DR CURLEY: This was a 54-year-old woman who underwent a right hemicolectomy for a Stage III N1 right colon tumor and received six months of adjuvant FOLFOX. Approximately 20 months after her surgery, her CEA level was elevated and a follow-up PET/CT revealed four hepatic metastases involving segments IV, V, VII and VIII. The largest of these metastases was in segment VII, and it was approximately six centimeters in diameter. Based on both the CT findings and the PET scan, she had no evidence of extrahepatic disease.

The lesion in segment IV was close to segment III and clearly involved the middle hepatic vein. The segment VIII lesion was close to the right hepatic vein. We needed to reduce the size of the tumors because of the proximity to the left hepatic vein, specifically the tumor in segment IV. This patient needed to undergo an extended right hepatectomy, including segments IV, V, VI, VII and VIII — leaving segments I, II and III. The volumetric CT scan showed that segments I, II and III comprised only 18 percent of the total volume of the liver. After a long discussion, the patient went on to receive three months of FOLFIRI with cetuximab to reduce the lesion size. A biopsy of a liver metastasis was used to analyze her mutation status, and she was found to have wild-type K-ras.

Since the patient already received FOLFOX as adjuvant treatment following hemicolectomy, we felt that it would be better to use something new. Based on her K-ras wild type status, FOLFIRI with cetuximab was selected because good responses have been shown in properly selected patients. Since she had had a full course of FOLFOX previously, the use of FOLFOX was not preferable when she developed metastatic disease.

The primary reason that we administered the chemotherapy before portal vein embolization was that we were concerned about the potential for growth of metastatic disease after PVE. We know that growth factors are released, and we’ve all seen patients who have had actual progression of their disease fairly rapidly after PVE. This patient had a lesion that would have rendered her inoperable if the lesion progressed, so we opted to treat with the chemotherapy first , followed by the PVE. You have to decide the best sequence but generally, we administer two to three months of chemotherapy first, then perform the PVE, and proceed with the liver resection four weeks later.

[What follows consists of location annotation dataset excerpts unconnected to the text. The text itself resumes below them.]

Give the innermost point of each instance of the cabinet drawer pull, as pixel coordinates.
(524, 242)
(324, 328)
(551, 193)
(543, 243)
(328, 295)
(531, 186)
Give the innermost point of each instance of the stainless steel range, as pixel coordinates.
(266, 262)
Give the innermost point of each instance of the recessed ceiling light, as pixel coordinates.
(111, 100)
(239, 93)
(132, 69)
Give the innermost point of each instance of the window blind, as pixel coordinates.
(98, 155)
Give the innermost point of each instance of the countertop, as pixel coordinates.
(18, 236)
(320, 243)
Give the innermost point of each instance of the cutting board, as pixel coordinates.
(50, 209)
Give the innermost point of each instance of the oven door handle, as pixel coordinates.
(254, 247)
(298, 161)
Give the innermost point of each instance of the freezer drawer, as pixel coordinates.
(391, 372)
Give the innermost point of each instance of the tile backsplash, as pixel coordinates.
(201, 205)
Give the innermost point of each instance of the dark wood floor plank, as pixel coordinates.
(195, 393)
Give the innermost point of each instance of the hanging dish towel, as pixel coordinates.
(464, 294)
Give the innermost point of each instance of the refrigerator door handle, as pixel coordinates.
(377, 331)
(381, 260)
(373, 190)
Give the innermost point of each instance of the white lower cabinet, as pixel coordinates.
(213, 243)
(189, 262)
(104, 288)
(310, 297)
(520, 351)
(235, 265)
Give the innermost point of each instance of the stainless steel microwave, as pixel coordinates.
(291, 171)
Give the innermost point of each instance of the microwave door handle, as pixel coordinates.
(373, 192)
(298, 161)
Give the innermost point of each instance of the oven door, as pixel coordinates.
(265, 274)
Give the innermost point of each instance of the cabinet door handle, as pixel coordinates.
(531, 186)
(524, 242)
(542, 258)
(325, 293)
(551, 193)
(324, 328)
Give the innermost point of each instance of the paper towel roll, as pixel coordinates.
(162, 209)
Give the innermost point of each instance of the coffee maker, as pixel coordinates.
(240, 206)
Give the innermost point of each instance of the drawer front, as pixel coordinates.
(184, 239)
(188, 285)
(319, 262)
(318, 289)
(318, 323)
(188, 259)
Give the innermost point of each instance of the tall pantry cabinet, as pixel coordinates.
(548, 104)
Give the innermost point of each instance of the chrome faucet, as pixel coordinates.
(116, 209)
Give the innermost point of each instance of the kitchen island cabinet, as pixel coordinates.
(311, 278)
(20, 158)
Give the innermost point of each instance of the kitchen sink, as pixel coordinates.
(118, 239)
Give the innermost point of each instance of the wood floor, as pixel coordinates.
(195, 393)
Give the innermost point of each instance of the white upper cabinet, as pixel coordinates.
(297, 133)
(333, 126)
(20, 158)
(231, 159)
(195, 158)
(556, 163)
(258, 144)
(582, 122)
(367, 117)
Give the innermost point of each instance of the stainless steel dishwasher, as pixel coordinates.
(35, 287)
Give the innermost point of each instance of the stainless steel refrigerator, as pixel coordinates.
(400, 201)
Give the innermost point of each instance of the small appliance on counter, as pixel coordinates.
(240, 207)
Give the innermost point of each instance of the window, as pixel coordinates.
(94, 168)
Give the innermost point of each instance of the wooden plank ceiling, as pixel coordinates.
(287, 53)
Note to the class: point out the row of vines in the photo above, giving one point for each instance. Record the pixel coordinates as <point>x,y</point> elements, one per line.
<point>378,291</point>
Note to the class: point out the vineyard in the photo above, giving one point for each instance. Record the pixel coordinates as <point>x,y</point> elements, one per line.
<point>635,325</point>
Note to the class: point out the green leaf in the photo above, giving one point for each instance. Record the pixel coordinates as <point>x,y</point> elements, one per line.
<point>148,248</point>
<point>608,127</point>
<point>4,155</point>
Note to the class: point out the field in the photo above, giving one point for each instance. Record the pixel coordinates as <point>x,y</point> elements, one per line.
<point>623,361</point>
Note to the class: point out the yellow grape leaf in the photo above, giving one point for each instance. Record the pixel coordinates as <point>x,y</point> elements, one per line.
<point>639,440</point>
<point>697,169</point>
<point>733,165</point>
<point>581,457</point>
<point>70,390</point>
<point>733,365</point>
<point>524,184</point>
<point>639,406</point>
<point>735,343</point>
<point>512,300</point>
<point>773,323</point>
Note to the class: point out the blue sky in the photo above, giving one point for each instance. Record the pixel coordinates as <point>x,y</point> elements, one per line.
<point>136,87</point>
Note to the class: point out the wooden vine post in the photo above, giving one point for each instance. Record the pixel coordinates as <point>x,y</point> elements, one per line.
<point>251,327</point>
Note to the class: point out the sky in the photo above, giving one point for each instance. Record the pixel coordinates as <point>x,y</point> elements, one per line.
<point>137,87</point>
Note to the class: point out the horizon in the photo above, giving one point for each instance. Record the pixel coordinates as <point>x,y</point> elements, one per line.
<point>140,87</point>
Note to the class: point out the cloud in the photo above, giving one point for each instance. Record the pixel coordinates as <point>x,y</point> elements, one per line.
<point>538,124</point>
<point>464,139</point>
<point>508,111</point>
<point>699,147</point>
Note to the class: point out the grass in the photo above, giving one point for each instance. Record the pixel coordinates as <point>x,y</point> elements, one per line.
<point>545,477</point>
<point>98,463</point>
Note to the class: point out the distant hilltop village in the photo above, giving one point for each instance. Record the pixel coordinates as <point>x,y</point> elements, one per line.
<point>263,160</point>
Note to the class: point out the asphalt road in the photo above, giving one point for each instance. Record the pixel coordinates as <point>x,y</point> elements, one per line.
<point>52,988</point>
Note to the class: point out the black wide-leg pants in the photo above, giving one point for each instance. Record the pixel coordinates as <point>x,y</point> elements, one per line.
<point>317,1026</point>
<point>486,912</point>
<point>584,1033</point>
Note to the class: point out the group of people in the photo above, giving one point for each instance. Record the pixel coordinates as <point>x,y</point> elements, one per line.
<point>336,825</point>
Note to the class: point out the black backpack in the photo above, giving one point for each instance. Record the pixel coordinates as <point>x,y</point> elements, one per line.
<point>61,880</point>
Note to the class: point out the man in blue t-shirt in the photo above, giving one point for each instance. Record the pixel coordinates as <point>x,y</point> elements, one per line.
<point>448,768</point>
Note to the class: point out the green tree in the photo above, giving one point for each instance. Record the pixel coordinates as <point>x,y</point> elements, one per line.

The effects of chemotherapy on the liver have been well described in the recent literature. Regimens containing oxaliplatin can cause a sinusoidal injury to the liver sinusoids, the so-called blue liver, but that does not necessarily cause postoperative complications to the liver. We were cautious using the irinotecan in this patient, because it can cause a nonalcoholic steatohepatitis, and we know that patients with steatohepatitis who undergo a liver resection are at an increased risk for liver insufficiency or liver failure. Fortunately, this does not occur in all patients who receive irinotecan, and this patient tolerated it quite well and had no problems with her liver.

After three months of chemotherapy, a 30 percent reduction in the volume of her liver metastases was observed and no new lesions were found. Since the remnant had been estimated to be 18 percent, which is probably inadequate, we decided to perform PVE. Four weeks later, a repeat CT scan was performed and she had excellent hypertrophy of her future liver remnant, showing that segments I, II and III increased in size to 26 percent of the total liver volume.

She then underwent an extended right hepatectomy, and had an unremarkable postoperative course. At her three-month follow-up visit, she had excellent hypertrophy of the liver and a normal volume of liver. As a result, she resumed three additional cycles of FOLFIRI with cetuximab, which she will finish in another approximately six weeks.